Monday, 17 September 2018

Lawrence Osborne on writing Philip Marlowe in Only to Sleep...

Lawrence Osborne on re-imagining Philip Marlowe, Raymond Chandler's iconic sleuth

CBC Radio
14 September 2018

Novelist and journalist Lawrence Osborne writes as adventurously as he lives. Born in England, he's spent time in Mexico, Greece, Italy, France, Morocco, Cambodia and Thailand, and draws on his experience of diverse locations to create rich, vivid settings in his work.

For his latest book, Only to Sleep, Osborne was invited by the Raymond Chandler estate to write a new novel featuring Philip Marlowe, Chandler's enduring private detective. In a unique twist, Osborne sets his story in Mexico, luring an aging Marlowe out of a comfortable retirement for one more investigation.

Osborne's novels often feature European expatriates facing dramatic events in far-flung places — the Moroccan desert in The Forgiven, China's Macau peninsula in The Ballad of a Small Playerand the Greek island of Hydra in Beautiful Animals. His nonfiction includes Paris Dreambook and The Wet and the Dry, a memoir about bar-hopping through the Islamic world.

Osborne spoke with Eleanor Wachtel from his home in Bangkok.

Your mission, should you choose to accept it...

"My first instinct was to not write a Philip Marlowe story. I didn't really want to. This whole idea of a franchise, to me, is something like James Bond. But I thought to myself that if I could make him old and set it in the Mexico where I had lived in 1990, I could do it. That way, it wasn't just a pastiche based on research or what other people had already done — I could draw from my own experience.
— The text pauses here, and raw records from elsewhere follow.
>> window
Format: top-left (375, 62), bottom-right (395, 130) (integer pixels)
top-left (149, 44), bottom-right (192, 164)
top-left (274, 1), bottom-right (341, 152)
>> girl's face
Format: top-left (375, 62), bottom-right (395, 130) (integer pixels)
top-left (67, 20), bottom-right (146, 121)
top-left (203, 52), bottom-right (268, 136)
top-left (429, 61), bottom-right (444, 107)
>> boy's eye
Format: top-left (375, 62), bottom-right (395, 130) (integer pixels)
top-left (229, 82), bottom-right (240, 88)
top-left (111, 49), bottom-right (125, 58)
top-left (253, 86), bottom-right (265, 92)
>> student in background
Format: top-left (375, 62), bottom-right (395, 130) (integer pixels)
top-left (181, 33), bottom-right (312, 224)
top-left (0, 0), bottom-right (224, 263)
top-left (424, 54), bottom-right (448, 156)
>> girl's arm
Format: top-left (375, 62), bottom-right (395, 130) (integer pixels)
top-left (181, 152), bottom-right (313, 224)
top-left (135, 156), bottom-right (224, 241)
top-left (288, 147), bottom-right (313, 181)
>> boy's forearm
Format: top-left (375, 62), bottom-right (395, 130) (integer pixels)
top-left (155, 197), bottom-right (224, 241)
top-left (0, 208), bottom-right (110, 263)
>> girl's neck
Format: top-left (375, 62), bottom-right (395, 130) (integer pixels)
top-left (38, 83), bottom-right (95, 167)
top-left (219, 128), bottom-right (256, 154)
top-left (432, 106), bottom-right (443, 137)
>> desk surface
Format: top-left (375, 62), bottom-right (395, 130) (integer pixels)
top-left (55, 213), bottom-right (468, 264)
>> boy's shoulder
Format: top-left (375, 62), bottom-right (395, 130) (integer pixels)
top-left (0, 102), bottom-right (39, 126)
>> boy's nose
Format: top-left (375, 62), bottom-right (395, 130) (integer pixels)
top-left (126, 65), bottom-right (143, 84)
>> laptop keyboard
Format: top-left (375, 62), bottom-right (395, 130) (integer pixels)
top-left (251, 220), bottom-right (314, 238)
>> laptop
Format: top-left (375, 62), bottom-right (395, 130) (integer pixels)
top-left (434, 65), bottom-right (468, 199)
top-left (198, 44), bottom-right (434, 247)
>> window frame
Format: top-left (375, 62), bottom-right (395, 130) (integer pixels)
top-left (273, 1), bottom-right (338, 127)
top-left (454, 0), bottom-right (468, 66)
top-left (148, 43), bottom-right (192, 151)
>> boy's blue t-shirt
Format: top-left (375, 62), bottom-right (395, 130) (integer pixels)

"It was a flattering yet dangerous proposition, one where the diehard Chandler fans will sneer at you for not being up to the standards of the master. I don't want to compete with Raymond Chandler. I don't want to compete with other Marlowe writers, like John Banville or Robert B. Parker. With Only to SIeep, I wanted to write my own book. If I had not been able to find my own voice in this, I would not have accepted it."

Chivalry, dead or alive

"There's a medieval, romantic aspect to Marlowe, which I think is what Chandler intended. It's such an anachronism in the culture that we have now. It's maybe even an aspect of outmoded masculinity, which is maybe not outmoded at all, but it's certainly part of a masculinity that no longer has credibility today.

"Masculinity it may be, but it's also gentle and generous in spirit. It's a point to consider whether such virtues are more durable than we like to think, or whether they survive more than we think and are felt by more people than we realize. I think, actually, that it is a kind of eternal aspect of the male character." 
 
An evocative sense of place

"I think we grow out of the landscapes we grew up in. It was D. H. Lawrence who coined the phrase 'the spirit of place' and I was a great devotee of Lawrence when I was a kid. It was Lawrence who famously arrived in a place and immediately started writing about it, even though he'd never been there before. His idea was that place itself has a kind of mystical electricity, one that you can feel in the animal sense, and you can even describe it.

"Place is a completely enigmatic thing. It's not something necessarily cultural; it's more than that. Landscapes have a kind of energy and a kind of character that is definitely distinct. For example, I go to Mongolia every year because I love archery. There's something about the spirit of place there in the Gobi desert that refreshes me in some way."